Adesso che le carte sono in tavola, bisogna agire. È già partita l’immancabile petizione online, il sindaco di Butera annuncia un referendum consultivo. Tutto legittimo, nella rabbia caotica. Ma prima si deve studiare. E il percorso che porterà alle scelte finali è ben definito. Quindi uno degli interventi più documentati è quello dell’assessore ai Rifiuti, Alberto Pierobon, che, assicurando «assicurare che il governo Musumeci affronterà con attenzione e responsabilità la questione», entra nel merito della questione: «La procedura che si apre adesso è tecnica e si basa su criteri che sono stati decisi diversi anni fa, quando sono state classificate delle aree in base a delle caratteristiche ritenute necessarie per ospitare i rifiuti degli impianti smantellati. Tra tutte le zone individuate, quelle siciliane sono ritenute meno idonee, cioè meno adatte, ma questo non basta».

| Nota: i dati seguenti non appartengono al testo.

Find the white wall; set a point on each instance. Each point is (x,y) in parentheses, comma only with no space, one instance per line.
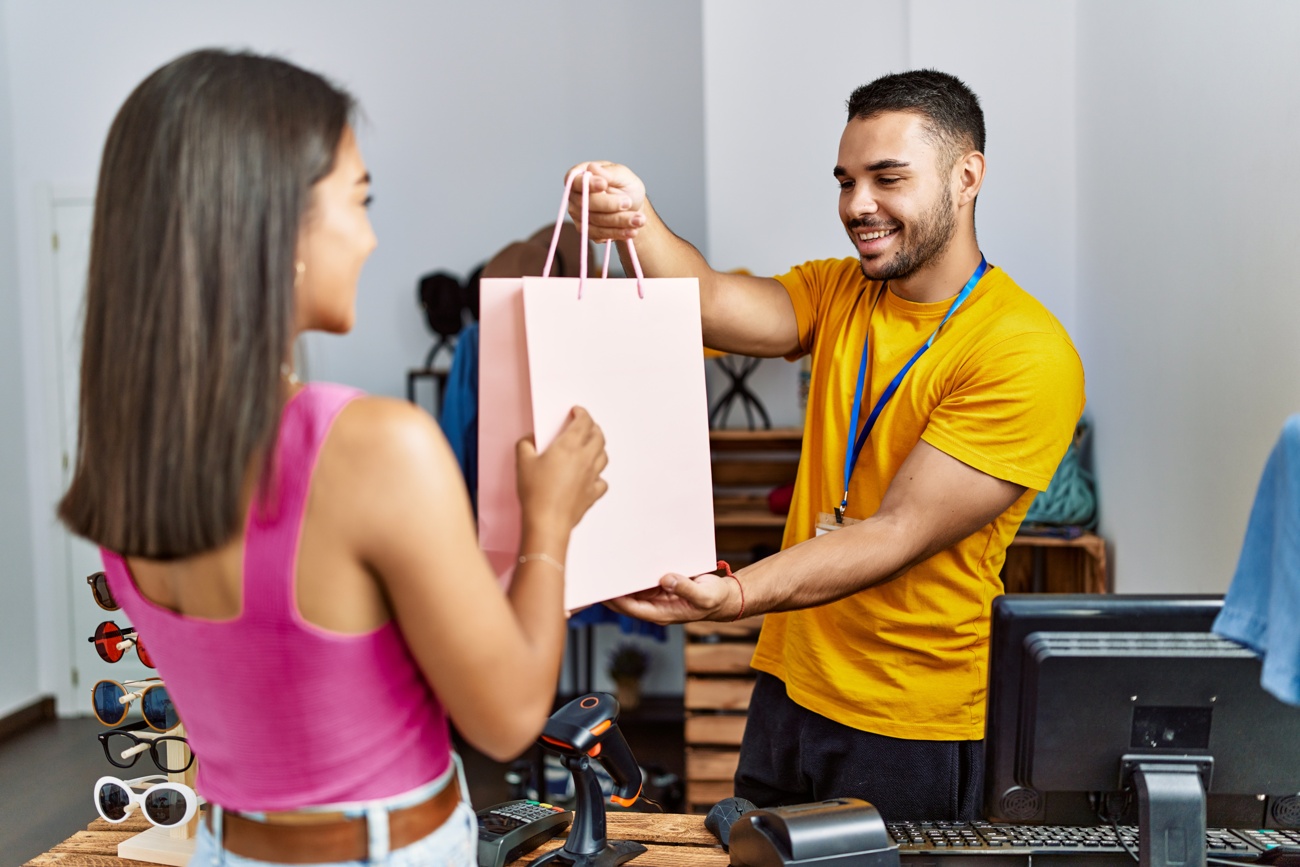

Ma quali sono le fasi “tecniche” a cui fa riferimento Pierobon? Pubblicato l’elenco dei siti, per almeno due mesi si potrà consultare la documentazione. Entro quattro mesi, pandemia permettendo, sarà organizzato un seminario nazionale (con enti locali, associazioni di categoria, sindacati, università ed enti di ricerca), nel corso del quale saranno esaminati tutti gli aspetti legati al deposito, dalla sicurezza all’economia. Ed è qui che c’è un primo spiraglio per le rivendicazioni dei territori. In base ai risultati del Seminario Nazionale, Sogin (Società gestione impianti nucleari, interamente partecipata dal Mef) aggiornerà la Cnapi. La Carta verrà nuovamente sottoposta ai pareri dei ministeri dello Sviluppo Economico, dell’Ambiente e delle Infrastrutture, e dell’ente di controllo Isin.

Dopo tutte queste valutazioni, il ministero dello Sviluppo economico preparerà la versione definitiva del documento, cioè la Cnai, la Carta Nazionale delle Aree Idonee. A quel punto, spetterà al governo scegliere il sito definitivo. La Sogin prevede che per la realizzazione del Deposito saranno necessari 4 anni di cantieri.

Cosa si può fare nel frattempo? Un’idea intelligente la lancia il deputato regionale Nuccio Di Paola (non a caso l’unico grillino a non chiudersi nel silenzio tombale sulla vicenda), ricordando un ddl di cui è primo firmatario all’Ars, che impegnava il governo regionale «a dichiarare denuclearizzato l’intero territorio della Regione Siciliana, ad imporvi l’assoluto divieto allo stoccaggio e al transito di scorie nucleari e a dichiarare la totale contrarietà all’individuazione della Sicilia come sede di deposito nazionale per i rifiuti radioattivi». Ecco, questo potrebbe essere un buon punto di partenza per mettere la Sicilia al riparo da qualsiasi sgradevole sorpresa. A patto che la politica capisca che, dopo i comunicati stampa fast-food, è tempo di mettersi a studiare. E a fare.